Q/DQ insertion points declared by this pattern.

Subclasses override this to declare where QuantStub nodes should be placed. The default (empty) means no Q/DQ stubs.

replace(pattern_match: PatternMatch) list[Node][source]#

Replace one matched occurrence in-place in a graph_module.

Swaps the matched nodes with the appropriate fused or quantized module. The graph is modified in place; callers must call graph_module.graph.lint() and graph_module.recompile() after all replacements are done.

Parameters:

pattern_match – The pattern match to replace.

Returns:

The replacement nodes inserted into the graph.

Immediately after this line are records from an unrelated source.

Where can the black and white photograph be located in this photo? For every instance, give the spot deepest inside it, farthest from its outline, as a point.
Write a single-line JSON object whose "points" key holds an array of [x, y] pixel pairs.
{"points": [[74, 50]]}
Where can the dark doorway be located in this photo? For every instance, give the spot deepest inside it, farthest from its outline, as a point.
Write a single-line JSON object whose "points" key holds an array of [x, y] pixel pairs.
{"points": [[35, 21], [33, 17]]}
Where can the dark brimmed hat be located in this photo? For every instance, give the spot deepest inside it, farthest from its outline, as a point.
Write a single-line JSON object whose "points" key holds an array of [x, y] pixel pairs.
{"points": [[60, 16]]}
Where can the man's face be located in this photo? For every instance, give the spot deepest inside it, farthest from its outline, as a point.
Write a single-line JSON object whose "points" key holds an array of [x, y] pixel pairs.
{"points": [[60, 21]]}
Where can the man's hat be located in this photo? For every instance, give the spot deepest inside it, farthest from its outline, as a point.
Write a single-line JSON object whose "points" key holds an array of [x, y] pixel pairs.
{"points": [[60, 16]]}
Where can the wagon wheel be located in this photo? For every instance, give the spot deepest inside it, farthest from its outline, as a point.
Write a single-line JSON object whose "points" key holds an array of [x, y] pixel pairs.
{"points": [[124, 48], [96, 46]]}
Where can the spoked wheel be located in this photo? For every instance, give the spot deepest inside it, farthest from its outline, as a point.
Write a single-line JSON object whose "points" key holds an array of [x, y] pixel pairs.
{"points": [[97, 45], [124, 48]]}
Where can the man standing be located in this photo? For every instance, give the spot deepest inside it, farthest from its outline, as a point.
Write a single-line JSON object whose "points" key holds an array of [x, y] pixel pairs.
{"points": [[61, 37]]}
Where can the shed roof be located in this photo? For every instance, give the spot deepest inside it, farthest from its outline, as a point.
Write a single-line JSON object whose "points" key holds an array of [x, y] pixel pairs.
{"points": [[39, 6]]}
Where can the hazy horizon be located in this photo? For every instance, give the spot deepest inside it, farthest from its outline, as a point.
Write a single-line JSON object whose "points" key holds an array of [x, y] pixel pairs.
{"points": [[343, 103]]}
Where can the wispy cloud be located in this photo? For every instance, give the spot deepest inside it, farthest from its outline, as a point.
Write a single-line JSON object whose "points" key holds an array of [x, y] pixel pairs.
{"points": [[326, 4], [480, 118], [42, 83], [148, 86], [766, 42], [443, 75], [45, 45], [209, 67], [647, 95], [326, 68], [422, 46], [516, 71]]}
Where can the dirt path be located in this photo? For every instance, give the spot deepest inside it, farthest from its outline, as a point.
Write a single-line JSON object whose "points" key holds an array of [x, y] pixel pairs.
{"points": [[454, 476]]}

tree: Sequence[type[Module] | UnionType | Callable[[Node], bool] | Wildcard] | Fork = (<function _is_stem_conv>, Wildcard(check=<class 'torch.nn.modules.batchnorm.BatchNorm2d'>, quantifier='?', nodes=()), torch.nn.modules.activation.ReLU | torch.nn.modules.activation.ReLU6 | torch.nn.modules.activation.GELU | torch.nn.modules.activation.SiLU | torch.nn.modules.activation.Mish | torch.nn.modules.activation.Hardswish | torch.nn.modules.activation.Hardsigmoid | torch.nn.modules.activation.LeakyReLU | torch.nn.modules.activation.PReLU | torch.nn.modules.activation.ELU | torch.nn.modules.activation.Sigmoid | torch.nn.modules.activation.Tanh, <class 'torch.nn.modules.pooling.MaxPool2d'>)#

The pattern topology to match, if using tree-based matching.